Privacy Policy

Last updated: May 1, 2026

1. Introduction

AgentID ("we," "us," or "our") is committed to protecting your privacy. This Privacy Policy explains how we collect, use, disclose, and safeguard your information when you use our identity and access management service for AI agents (the "Service").

2. Information We Collect

2.1 Account Information

When you create an account, we collect your email address, company name, and password (hashed and salted). We do not store your raw password.

2.2 Agent Metadata

We store metadata about your AI agents, including agent names, creation dates, status (active/revoked), and configured scopes. This data is necessary to provide the Service.

2.3 Credentials

We store encrypted credentials (API keys, OAuth tokens, service account keys) on behalf of your agents.
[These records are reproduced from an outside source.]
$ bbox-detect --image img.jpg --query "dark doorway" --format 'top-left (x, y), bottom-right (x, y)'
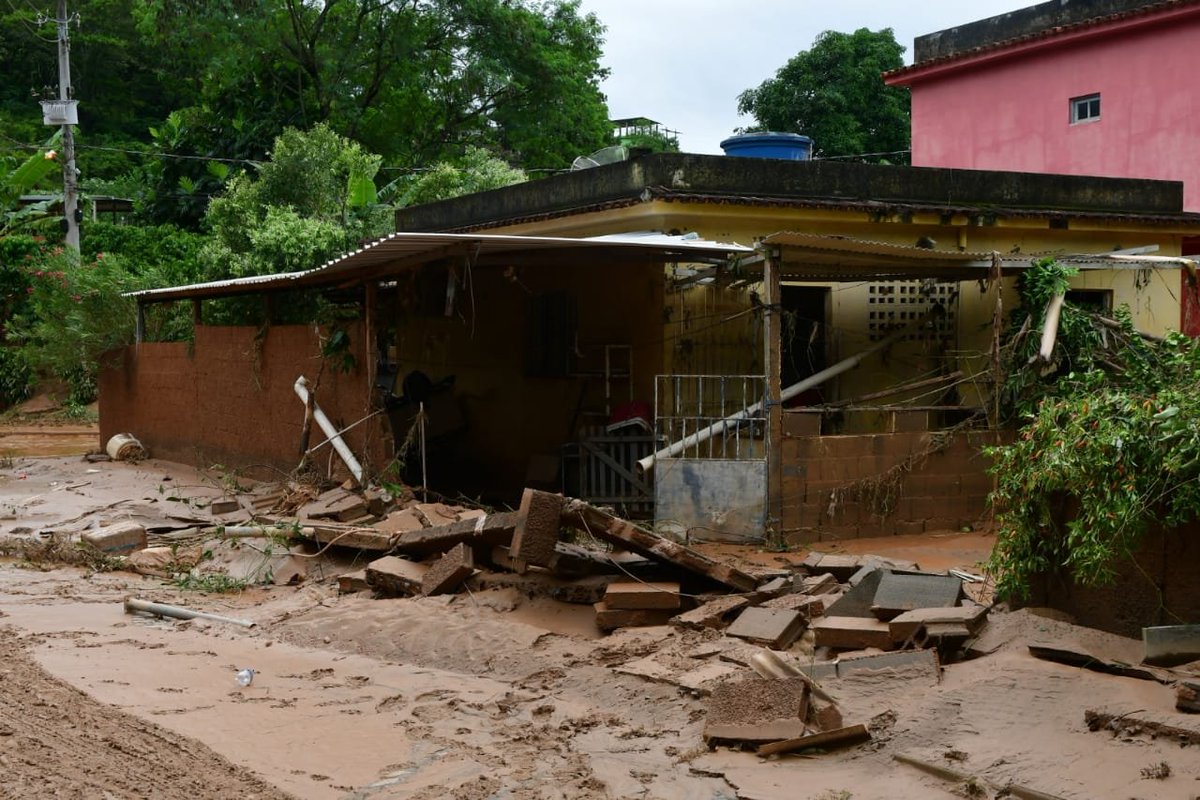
top-left (781, 285), bottom-right (829, 405)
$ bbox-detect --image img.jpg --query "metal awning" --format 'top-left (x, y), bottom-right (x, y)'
top-left (762, 231), bottom-right (1196, 281)
top-left (126, 233), bottom-right (754, 303)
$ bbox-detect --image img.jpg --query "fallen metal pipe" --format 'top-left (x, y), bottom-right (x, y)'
top-left (125, 597), bottom-right (258, 627)
top-left (293, 375), bottom-right (362, 485)
top-left (637, 314), bottom-right (929, 473)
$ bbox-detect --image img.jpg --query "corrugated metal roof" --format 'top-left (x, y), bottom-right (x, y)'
top-left (763, 230), bottom-right (1195, 282)
top-left (127, 231), bottom-right (754, 302)
top-left (883, 0), bottom-right (1196, 82)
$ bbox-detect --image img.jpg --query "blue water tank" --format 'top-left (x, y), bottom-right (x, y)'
top-left (721, 131), bottom-right (812, 161)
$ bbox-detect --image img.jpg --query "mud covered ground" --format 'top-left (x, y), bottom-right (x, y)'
top-left (0, 458), bottom-right (1200, 800)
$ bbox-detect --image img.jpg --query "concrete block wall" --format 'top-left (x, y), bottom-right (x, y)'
top-left (100, 325), bottom-right (391, 476)
top-left (782, 432), bottom-right (1003, 543)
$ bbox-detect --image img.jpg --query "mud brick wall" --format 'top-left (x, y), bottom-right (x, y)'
top-left (782, 432), bottom-right (1003, 543)
top-left (1027, 521), bottom-right (1200, 639)
top-left (100, 325), bottom-right (391, 476)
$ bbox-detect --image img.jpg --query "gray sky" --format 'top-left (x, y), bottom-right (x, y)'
top-left (582, 0), bottom-right (1037, 154)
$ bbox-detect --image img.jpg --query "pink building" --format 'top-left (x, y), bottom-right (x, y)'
top-left (884, 0), bottom-right (1200, 335)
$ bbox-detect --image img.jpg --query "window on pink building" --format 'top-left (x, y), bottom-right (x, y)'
top-left (1070, 92), bottom-right (1100, 125)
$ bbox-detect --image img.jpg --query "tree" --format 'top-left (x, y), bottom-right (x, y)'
top-left (200, 125), bottom-right (391, 279)
top-left (738, 28), bottom-right (910, 163)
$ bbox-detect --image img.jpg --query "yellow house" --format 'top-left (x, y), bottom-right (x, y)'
top-left (396, 154), bottom-right (1200, 541)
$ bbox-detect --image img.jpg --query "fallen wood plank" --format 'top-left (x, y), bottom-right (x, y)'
top-left (757, 724), bottom-right (871, 757)
top-left (671, 595), bottom-right (750, 630)
top-left (1030, 644), bottom-right (1172, 684)
top-left (509, 489), bottom-right (563, 572)
top-left (395, 511), bottom-right (517, 555)
top-left (725, 606), bottom-right (805, 650)
top-left (1084, 709), bottom-right (1200, 745)
top-left (562, 500), bottom-right (758, 593)
top-left (1175, 680), bottom-right (1200, 714)
top-left (366, 555), bottom-right (430, 597)
top-left (892, 753), bottom-right (1062, 800)
top-left (593, 600), bottom-right (674, 633)
top-left (604, 581), bottom-right (679, 610)
top-left (421, 542), bottom-right (475, 595)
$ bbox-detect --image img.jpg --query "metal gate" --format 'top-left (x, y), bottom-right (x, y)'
top-left (654, 375), bottom-right (767, 542)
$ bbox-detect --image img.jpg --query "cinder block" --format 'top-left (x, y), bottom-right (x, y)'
top-left (811, 616), bottom-right (892, 650)
top-left (725, 606), bottom-right (805, 650)
top-left (604, 581), bottom-right (679, 609)
top-left (593, 601), bottom-right (674, 632)
top-left (83, 521), bottom-right (146, 553)
top-left (421, 542), bottom-right (475, 595)
top-left (366, 555), bottom-right (430, 597)
top-left (510, 489), bottom-right (563, 567)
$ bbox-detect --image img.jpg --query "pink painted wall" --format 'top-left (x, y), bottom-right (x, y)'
top-left (912, 10), bottom-right (1200, 211)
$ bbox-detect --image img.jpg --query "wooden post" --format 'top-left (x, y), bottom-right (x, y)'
top-left (762, 242), bottom-right (784, 545)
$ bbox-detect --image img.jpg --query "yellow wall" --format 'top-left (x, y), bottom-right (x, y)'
top-left (484, 206), bottom-right (1193, 429)
top-left (379, 256), bottom-right (662, 498)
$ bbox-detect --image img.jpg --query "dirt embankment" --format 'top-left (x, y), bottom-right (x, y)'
top-left (0, 628), bottom-right (292, 800)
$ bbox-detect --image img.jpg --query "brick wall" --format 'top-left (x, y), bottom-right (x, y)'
top-left (100, 325), bottom-right (391, 479)
top-left (782, 432), bottom-right (1003, 543)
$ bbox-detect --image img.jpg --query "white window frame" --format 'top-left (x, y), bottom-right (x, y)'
top-left (1070, 91), bottom-right (1100, 125)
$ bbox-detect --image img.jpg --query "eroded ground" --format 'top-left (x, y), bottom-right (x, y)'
top-left (0, 458), bottom-right (1200, 800)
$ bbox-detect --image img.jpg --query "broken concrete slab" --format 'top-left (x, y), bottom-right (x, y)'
top-left (703, 678), bottom-right (809, 747)
top-left (725, 606), bottom-right (805, 650)
top-left (395, 511), bottom-right (517, 555)
top-left (593, 600), bottom-right (674, 633)
top-left (757, 724), bottom-right (871, 757)
top-left (612, 655), bottom-right (740, 694)
top-left (83, 521), bottom-right (146, 553)
top-left (337, 570), bottom-right (371, 595)
top-left (509, 489), bottom-right (563, 571)
top-left (805, 553), bottom-right (863, 583)
top-left (838, 650), bottom-right (942, 684)
top-left (604, 581), bottom-right (679, 609)
top-left (888, 603), bottom-right (988, 642)
top-left (407, 503), bottom-right (458, 528)
top-left (466, 570), bottom-right (618, 606)
top-left (366, 555), bottom-right (430, 597)
top-left (1141, 625), bottom-right (1200, 667)
top-left (811, 615), bottom-right (892, 650)
top-left (372, 509), bottom-right (425, 534)
top-left (296, 489), bottom-right (367, 522)
top-left (562, 500), bottom-right (758, 593)
top-left (762, 594), bottom-right (824, 620)
top-left (871, 572), bottom-right (962, 621)
top-left (671, 595), bottom-right (750, 630)
top-left (421, 542), bottom-right (475, 595)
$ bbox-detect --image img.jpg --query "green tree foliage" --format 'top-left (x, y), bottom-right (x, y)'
top-left (738, 28), bottom-right (910, 162)
top-left (392, 148), bottom-right (528, 207)
top-left (990, 263), bottom-right (1200, 596)
top-left (200, 125), bottom-right (391, 279)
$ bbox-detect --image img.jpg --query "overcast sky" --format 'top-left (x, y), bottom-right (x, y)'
top-left (582, 0), bottom-right (1037, 154)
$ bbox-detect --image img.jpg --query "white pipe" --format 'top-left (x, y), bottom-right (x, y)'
top-left (637, 314), bottom-right (929, 473)
top-left (293, 375), bottom-right (362, 485)
top-left (1037, 294), bottom-right (1067, 363)
top-left (125, 597), bottom-right (257, 627)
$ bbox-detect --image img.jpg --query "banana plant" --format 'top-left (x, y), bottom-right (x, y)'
top-left (0, 131), bottom-right (62, 236)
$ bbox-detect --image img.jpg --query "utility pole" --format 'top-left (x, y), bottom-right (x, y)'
top-left (55, 0), bottom-right (83, 253)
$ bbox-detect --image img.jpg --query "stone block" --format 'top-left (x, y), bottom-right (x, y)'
top-left (725, 606), bottom-right (805, 650)
top-left (83, 521), bottom-right (146, 553)
top-left (604, 581), bottom-right (679, 609)
top-left (421, 542), bottom-right (475, 595)
top-left (811, 616), bottom-right (892, 650)
top-left (594, 601), bottom-right (674, 633)
top-left (366, 555), bottom-right (430, 597)
top-left (510, 489), bottom-right (563, 567)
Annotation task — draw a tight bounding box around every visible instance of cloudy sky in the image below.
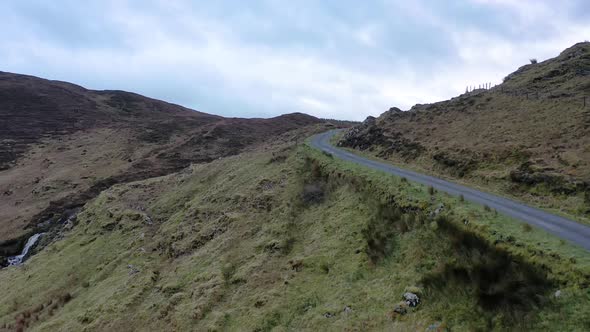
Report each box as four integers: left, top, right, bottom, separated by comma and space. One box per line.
0, 0, 590, 120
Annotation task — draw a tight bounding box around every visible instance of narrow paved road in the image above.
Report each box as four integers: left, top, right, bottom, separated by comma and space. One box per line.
311, 130, 590, 251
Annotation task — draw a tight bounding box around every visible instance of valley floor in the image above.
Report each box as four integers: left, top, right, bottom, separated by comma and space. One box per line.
0, 137, 590, 331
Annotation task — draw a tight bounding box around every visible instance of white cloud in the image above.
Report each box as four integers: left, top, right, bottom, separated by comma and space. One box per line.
0, 0, 590, 120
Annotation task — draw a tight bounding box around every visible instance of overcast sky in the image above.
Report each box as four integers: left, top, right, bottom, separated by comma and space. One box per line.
0, 0, 590, 120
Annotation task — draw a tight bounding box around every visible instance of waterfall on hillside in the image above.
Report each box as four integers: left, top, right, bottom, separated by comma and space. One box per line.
8, 233, 43, 266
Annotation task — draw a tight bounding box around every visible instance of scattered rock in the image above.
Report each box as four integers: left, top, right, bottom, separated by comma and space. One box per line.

All credentials are encrypted at rest using AES-256 encryption. Per-tenant encryption keys are used for Business tier and above.

2.4 Audit Logs

We collect and store authentication events, including timestamps, agent identifiers, actions performed, resources accessed, IP addresses, and user agents. This data is retained according to your plan tier (7 days for Hobby, 90 days for Startup, 1 year for Business, unlimited for Enterprise).

2.5 Usage Data

We collect anonymized usage statistics to improve our Service, including authentication counts, feature usage, and performance metrics. This data is not linked to your identity.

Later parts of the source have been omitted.